Still, Piazza said an authentic apology from fundamentalist Christians is a first step toward acceptance for homosexual Christians.

To advertise Sunday's event, Springs of Life minister Stan Geyer bought ad space in The Herald-Sun for a printed “confession” on behalf of church leaders.

“We have in many cases been more interested in being right than being loving,” the confession said in one of 11 statements. The ad invited gays and lesbians to hear Wilkins speak.

Geyer says the event is not an attempt to convert homosexuals to heterosexuality, but to “reach out with God's love and forgiveness.”

“We want dialogue with them,” Geyer said. “We want to hear where they're coming from.”

Wilkins says without this dialogue and love, the church cannot expect to bring homosexuals to Christ.

“There are churches that have been giving the undiluted truth of the Bible -- that homosexuality is wrong --but have not given unconditional love,” Wilkins said. “If you just thump the Bible, you do little to build rapport. Jesus befriended sinners.”

As a former “sinner,” Wilkins says he knows firsthand the role of Christ's love in overcoming his homosexuality. Although a believer in Christ and His intent for people to be heterosexual since he was 9, Wilkins practiced homosexuality until he was 22, when biblical lessons inspired him to change.

“I honestly did not know how to be heterosexual,” Wilkins said, “but I did know how to be obedient. The Bible does not tell us how a person comes out of homosexuality: step 1, step 2, step 3. But I peeled away passages in the Bible and found passages that applied to me.

Wilkins said he ceased his homoerotic activities, including looking at male pornography.
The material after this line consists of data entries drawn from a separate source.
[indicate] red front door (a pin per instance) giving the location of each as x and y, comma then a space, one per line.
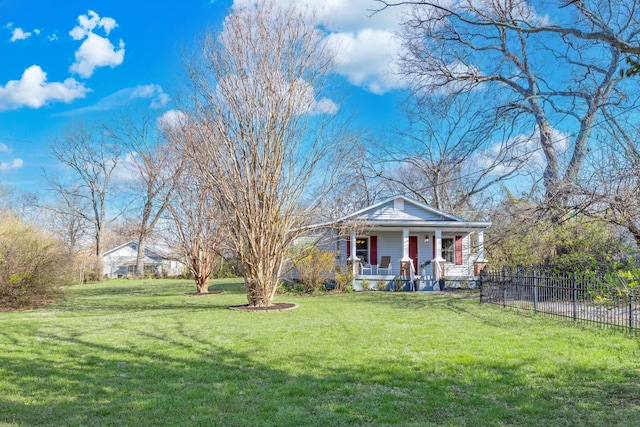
413, 251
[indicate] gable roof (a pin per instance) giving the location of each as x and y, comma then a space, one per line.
401, 211
133, 244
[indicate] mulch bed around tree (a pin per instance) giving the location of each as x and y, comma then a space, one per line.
278, 306
201, 294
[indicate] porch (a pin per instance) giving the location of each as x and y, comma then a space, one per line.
389, 282
395, 283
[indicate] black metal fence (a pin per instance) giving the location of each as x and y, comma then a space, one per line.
605, 298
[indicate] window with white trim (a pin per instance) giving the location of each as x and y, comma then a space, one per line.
362, 249
448, 249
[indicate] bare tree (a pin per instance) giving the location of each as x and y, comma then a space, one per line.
199, 225
264, 139
453, 151
84, 185
156, 170
611, 191
546, 66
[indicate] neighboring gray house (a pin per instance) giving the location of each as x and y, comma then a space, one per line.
120, 262
421, 243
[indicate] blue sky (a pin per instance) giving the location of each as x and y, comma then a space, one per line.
64, 61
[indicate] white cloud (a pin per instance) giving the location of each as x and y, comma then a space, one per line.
362, 40
95, 51
33, 90
124, 97
172, 119
19, 34
12, 165
366, 59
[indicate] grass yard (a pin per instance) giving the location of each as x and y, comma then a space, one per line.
139, 353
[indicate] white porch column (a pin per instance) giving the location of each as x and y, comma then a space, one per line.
353, 257
481, 257
480, 262
405, 245
437, 261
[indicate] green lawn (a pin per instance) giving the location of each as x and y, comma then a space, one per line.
139, 353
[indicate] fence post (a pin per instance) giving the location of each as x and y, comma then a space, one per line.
535, 290
504, 288
575, 296
631, 303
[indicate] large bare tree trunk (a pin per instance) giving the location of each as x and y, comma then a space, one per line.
554, 75
262, 135
92, 160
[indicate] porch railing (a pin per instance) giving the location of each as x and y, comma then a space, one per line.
588, 297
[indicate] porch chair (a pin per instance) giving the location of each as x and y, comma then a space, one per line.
384, 264
365, 266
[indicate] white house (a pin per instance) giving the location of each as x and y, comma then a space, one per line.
421, 243
120, 262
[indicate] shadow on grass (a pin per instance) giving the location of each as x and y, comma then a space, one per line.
175, 376
139, 295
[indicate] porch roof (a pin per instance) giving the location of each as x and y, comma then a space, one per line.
418, 217
424, 226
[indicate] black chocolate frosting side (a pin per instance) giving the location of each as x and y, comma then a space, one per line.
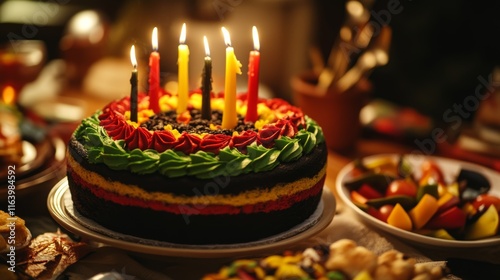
306, 167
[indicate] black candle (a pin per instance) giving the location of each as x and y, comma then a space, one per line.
206, 84
133, 86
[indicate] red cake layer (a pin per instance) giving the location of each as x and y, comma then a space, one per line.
282, 203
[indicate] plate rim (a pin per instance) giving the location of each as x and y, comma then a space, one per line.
403, 234
55, 205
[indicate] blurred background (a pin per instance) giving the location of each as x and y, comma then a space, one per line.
437, 50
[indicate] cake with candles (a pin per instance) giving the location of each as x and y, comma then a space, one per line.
198, 167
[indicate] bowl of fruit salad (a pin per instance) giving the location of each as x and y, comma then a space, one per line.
430, 200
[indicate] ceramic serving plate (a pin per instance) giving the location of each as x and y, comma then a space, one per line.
450, 169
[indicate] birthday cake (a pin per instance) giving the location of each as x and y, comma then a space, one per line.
185, 179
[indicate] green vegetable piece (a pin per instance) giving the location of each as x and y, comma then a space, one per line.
407, 202
430, 189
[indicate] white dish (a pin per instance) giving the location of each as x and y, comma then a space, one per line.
450, 170
61, 208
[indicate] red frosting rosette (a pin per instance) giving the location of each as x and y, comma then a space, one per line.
113, 119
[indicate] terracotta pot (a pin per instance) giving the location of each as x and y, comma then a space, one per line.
336, 112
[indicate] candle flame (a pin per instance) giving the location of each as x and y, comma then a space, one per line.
256, 42
8, 95
207, 49
227, 38
154, 39
182, 38
132, 57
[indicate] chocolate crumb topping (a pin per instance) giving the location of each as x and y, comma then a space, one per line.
197, 124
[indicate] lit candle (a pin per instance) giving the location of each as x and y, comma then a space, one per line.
133, 86
233, 67
206, 83
154, 75
183, 85
253, 78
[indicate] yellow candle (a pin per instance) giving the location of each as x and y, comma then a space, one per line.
182, 63
233, 67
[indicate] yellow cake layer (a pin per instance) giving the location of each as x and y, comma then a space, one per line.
244, 198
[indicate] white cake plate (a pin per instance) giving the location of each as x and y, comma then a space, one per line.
60, 206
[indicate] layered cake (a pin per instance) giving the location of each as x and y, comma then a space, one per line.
185, 179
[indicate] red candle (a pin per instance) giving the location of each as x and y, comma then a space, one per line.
253, 79
133, 86
154, 75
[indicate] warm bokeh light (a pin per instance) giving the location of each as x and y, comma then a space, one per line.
355, 8
256, 42
8, 95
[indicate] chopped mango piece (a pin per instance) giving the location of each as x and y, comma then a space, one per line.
363, 275
399, 218
424, 210
443, 234
485, 226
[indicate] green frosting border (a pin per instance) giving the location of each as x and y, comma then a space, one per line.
204, 165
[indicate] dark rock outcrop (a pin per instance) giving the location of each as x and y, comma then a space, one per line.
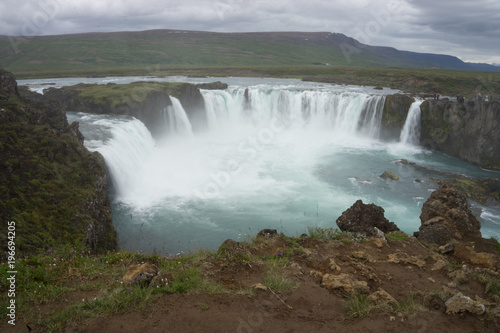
446, 216
193, 103
389, 175
212, 86
145, 101
395, 111
50, 184
362, 218
267, 233
8, 82
468, 131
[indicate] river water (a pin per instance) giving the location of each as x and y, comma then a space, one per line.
293, 155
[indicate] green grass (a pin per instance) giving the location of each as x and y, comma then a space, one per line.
334, 234
397, 236
359, 305
275, 278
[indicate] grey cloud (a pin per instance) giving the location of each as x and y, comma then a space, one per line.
468, 29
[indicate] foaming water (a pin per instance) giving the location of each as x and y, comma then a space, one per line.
284, 157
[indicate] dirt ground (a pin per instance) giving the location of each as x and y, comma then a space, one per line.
399, 267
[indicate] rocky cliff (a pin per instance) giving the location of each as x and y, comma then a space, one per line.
51, 186
395, 111
468, 131
145, 101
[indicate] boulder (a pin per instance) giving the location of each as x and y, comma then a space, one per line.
362, 218
443, 128
393, 119
140, 275
460, 304
382, 297
389, 175
230, 246
8, 82
446, 216
212, 86
267, 233
345, 282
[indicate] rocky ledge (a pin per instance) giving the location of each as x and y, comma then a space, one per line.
145, 101
468, 131
51, 186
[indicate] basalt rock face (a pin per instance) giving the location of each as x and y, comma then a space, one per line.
146, 101
468, 131
395, 111
446, 216
362, 218
51, 186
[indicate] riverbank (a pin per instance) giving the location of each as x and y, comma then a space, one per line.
326, 280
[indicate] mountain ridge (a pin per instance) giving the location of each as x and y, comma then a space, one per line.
202, 48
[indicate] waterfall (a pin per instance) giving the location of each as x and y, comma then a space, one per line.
410, 134
347, 113
176, 119
125, 151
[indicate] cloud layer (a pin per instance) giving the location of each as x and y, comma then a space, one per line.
467, 29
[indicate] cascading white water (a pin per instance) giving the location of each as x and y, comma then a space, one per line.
176, 119
345, 113
125, 151
410, 134
272, 156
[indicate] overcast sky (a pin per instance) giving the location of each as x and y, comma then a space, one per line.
469, 29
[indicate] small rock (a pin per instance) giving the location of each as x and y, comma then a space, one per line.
362, 218
361, 255
259, 286
460, 304
267, 233
382, 297
400, 257
161, 279
379, 242
307, 252
345, 282
140, 275
445, 249
229, 246
333, 265
440, 264
389, 175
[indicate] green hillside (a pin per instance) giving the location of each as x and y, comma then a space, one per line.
174, 49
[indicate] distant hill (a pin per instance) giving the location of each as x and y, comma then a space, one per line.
177, 48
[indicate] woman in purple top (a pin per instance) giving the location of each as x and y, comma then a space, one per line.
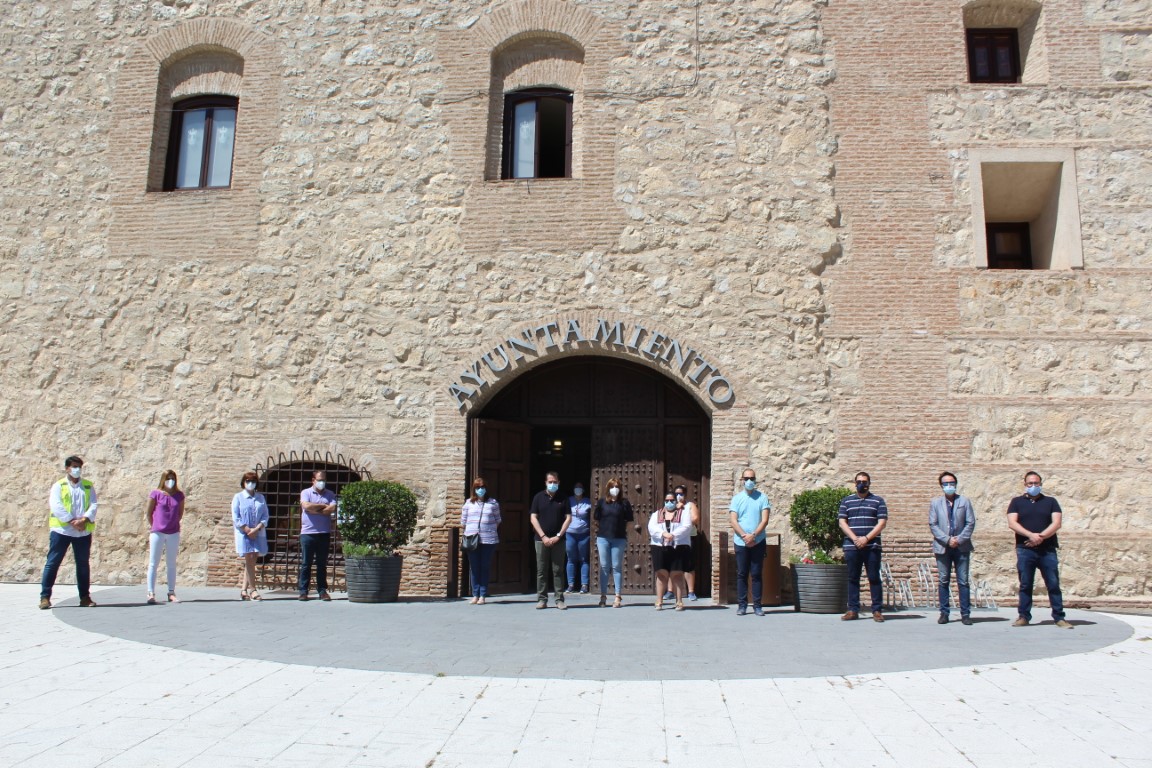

He said he even stopped looking at Men's Health magazine to avoid temptation.

But while he believed God could make him celibate,. he never expected to became heterosexual. Today, Wilkins has been married for six years to his wife, Lisa.
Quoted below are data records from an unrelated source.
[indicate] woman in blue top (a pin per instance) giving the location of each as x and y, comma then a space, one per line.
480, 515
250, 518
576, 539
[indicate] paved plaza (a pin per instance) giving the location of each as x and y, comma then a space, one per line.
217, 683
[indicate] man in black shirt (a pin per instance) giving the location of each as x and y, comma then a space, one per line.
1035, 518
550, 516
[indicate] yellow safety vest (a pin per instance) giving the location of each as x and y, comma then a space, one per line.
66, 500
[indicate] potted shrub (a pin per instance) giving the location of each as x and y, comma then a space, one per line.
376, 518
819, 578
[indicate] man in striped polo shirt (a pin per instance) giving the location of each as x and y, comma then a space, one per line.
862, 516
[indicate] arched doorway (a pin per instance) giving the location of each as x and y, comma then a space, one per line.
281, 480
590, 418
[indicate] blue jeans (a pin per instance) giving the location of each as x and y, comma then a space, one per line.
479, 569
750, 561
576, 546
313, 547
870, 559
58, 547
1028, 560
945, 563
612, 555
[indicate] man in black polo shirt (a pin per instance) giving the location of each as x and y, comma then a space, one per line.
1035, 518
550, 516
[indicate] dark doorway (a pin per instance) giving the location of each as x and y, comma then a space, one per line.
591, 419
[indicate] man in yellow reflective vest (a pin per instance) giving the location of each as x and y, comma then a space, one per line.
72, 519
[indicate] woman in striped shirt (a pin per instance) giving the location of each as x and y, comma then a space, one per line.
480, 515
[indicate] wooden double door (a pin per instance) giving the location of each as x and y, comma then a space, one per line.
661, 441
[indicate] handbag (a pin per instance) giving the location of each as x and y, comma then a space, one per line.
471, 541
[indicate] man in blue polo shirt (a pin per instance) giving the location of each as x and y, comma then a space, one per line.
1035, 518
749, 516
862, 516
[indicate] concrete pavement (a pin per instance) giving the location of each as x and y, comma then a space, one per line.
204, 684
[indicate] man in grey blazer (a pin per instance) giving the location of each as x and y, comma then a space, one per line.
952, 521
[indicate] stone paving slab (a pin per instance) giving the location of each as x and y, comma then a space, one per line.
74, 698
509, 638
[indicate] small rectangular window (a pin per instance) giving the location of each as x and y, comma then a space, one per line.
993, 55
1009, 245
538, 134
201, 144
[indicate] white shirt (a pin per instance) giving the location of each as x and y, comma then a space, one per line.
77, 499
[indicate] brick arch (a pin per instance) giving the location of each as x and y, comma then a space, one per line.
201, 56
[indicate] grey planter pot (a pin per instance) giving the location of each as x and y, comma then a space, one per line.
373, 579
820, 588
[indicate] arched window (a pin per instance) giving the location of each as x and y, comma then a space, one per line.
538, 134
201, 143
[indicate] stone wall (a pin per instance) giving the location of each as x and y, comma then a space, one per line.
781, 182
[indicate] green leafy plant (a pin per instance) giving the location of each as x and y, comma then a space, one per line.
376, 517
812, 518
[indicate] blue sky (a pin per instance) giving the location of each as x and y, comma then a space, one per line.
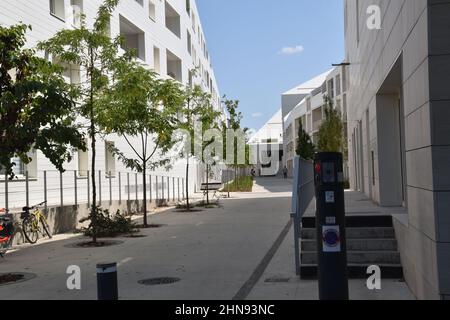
262, 48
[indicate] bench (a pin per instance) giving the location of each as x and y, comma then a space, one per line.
211, 186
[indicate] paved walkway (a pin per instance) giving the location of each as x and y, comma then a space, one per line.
221, 253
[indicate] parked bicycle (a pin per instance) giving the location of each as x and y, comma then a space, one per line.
8, 230
33, 221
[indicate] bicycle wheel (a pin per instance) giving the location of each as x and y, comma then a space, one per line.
30, 229
46, 227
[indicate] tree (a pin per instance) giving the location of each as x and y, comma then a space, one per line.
209, 122
234, 123
36, 105
143, 106
97, 55
197, 104
330, 136
305, 148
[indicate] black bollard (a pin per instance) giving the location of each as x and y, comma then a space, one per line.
330, 224
107, 288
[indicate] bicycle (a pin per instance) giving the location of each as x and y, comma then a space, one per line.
31, 223
8, 230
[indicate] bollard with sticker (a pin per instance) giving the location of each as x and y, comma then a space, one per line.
107, 288
330, 224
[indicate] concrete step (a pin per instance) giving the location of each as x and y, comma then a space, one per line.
356, 271
356, 233
358, 257
358, 245
356, 221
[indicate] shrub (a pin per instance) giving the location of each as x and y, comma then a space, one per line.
108, 226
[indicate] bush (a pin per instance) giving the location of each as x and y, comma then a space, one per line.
241, 184
108, 226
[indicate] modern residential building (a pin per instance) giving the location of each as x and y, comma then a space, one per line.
267, 140
309, 112
398, 125
168, 38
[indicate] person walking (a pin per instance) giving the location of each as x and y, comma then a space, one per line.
285, 172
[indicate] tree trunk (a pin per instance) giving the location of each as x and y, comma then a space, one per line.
144, 181
93, 141
187, 184
207, 186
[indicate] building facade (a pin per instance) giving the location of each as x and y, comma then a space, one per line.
267, 144
167, 36
310, 111
398, 127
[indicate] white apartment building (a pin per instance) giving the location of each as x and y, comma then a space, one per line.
168, 37
310, 111
267, 140
399, 128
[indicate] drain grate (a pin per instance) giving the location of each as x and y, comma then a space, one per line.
159, 281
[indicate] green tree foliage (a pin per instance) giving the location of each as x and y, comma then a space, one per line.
331, 132
197, 106
234, 123
36, 105
98, 56
142, 106
305, 148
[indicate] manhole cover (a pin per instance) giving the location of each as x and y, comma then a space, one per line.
159, 281
90, 244
12, 278
278, 280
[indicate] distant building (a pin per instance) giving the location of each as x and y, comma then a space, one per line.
265, 142
168, 37
310, 108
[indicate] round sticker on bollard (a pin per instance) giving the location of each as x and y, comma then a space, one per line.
331, 239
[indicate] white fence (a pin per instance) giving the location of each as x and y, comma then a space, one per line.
74, 187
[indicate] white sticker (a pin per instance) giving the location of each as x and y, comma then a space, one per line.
329, 196
330, 220
331, 239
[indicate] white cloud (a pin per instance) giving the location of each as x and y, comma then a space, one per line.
257, 115
291, 50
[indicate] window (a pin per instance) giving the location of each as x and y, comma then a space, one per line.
156, 60
134, 38
110, 159
174, 67
83, 162
189, 42
57, 9
77, 12
173, 20
331, 88
152, 10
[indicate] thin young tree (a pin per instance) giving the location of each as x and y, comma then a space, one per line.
196, 104
97, 54
331, 132
142, 109
37, 108
305, 148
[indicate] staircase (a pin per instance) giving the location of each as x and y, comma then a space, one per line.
370, 241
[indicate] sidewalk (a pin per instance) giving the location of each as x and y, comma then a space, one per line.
280, 282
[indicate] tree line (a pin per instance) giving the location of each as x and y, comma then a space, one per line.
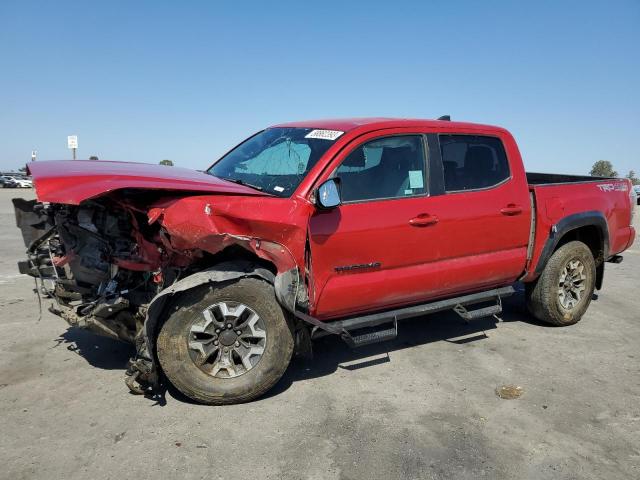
604, 168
“If somebody had told me,” he said, “that 24 years later I'd be very, very, very happily married and would have a baby on the way, I would have laughed at them and then I would have cried, because that was what I wanted.”

Before Wilkins married his wife, he told her about his homosexual past. Lisa immediately suggested that they spread his story to help other struggling homosexuals. Two years later they moved from Winston-Salem to Raleigh to work for a like-minded ministry. When that organization closed two months later, they began CROSS.
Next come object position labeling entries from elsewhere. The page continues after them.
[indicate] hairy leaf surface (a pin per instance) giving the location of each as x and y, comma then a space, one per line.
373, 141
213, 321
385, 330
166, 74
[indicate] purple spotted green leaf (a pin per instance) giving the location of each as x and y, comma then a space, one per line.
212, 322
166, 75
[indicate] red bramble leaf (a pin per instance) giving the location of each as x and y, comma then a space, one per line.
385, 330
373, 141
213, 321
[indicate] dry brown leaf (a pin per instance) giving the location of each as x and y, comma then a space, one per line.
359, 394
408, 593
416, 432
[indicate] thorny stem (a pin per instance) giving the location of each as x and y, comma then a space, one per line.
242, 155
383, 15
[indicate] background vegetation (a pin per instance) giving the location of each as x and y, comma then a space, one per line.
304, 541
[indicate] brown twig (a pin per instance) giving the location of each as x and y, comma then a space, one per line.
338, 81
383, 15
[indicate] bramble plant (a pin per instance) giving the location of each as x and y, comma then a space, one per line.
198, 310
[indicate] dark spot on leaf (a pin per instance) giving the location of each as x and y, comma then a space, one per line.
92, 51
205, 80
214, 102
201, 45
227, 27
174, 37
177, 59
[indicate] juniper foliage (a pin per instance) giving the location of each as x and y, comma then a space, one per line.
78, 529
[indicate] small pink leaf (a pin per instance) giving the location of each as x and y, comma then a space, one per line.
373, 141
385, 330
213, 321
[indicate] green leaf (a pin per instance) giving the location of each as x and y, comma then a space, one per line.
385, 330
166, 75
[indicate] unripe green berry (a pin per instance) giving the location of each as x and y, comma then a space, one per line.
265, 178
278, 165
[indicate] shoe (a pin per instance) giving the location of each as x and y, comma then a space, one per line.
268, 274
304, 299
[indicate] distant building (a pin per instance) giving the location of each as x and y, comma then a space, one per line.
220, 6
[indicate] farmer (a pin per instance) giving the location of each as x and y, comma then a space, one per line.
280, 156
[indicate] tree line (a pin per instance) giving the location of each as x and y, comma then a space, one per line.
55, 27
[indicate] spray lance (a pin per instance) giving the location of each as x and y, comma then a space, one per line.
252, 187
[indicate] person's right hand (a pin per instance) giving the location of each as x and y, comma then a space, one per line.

Wilkins, who received a master's degree in divinity at Southwestern Seminary, now runs the ministry out of a converted hotel room on the fourth floor of the Providence Baptist Church in Raleigh.

CROSS, a “speaking, teaching, writing ministry,” does not counsel homosexuals, Wilkins says, but helps inform them of God's plan and how accepting Christ can lead them from homosexuality, if not to heterosexuality.

Both CROSS and Exodus dismiss theories that homosexuality may be biologically natural, and therefore cannot be a sin. Arguments by scientists, like genetic researcher Dean Hamer and neuro-anatomist Simon LeVay, cannot derail God's intentions, Wilkins says.

“Down syndrome is inborn,” Wilkins said. “Spinabifida is inborn. We don't consider these normal conditions. We use medicine to treat them.”

He also says that Jesus' command that people “must be born again,” means gays and lesbians must find a way to resist their urges. While Jesus may not lead all homosexuals to a heterosexual lifestyle, he said, Jesus' grace can remove the urge.

This article was originally printed in the Durham Herald-Sun (Durham, North Carolina) on December 4th, 1999 on pages B1 & B3. It is reprinted here with permission.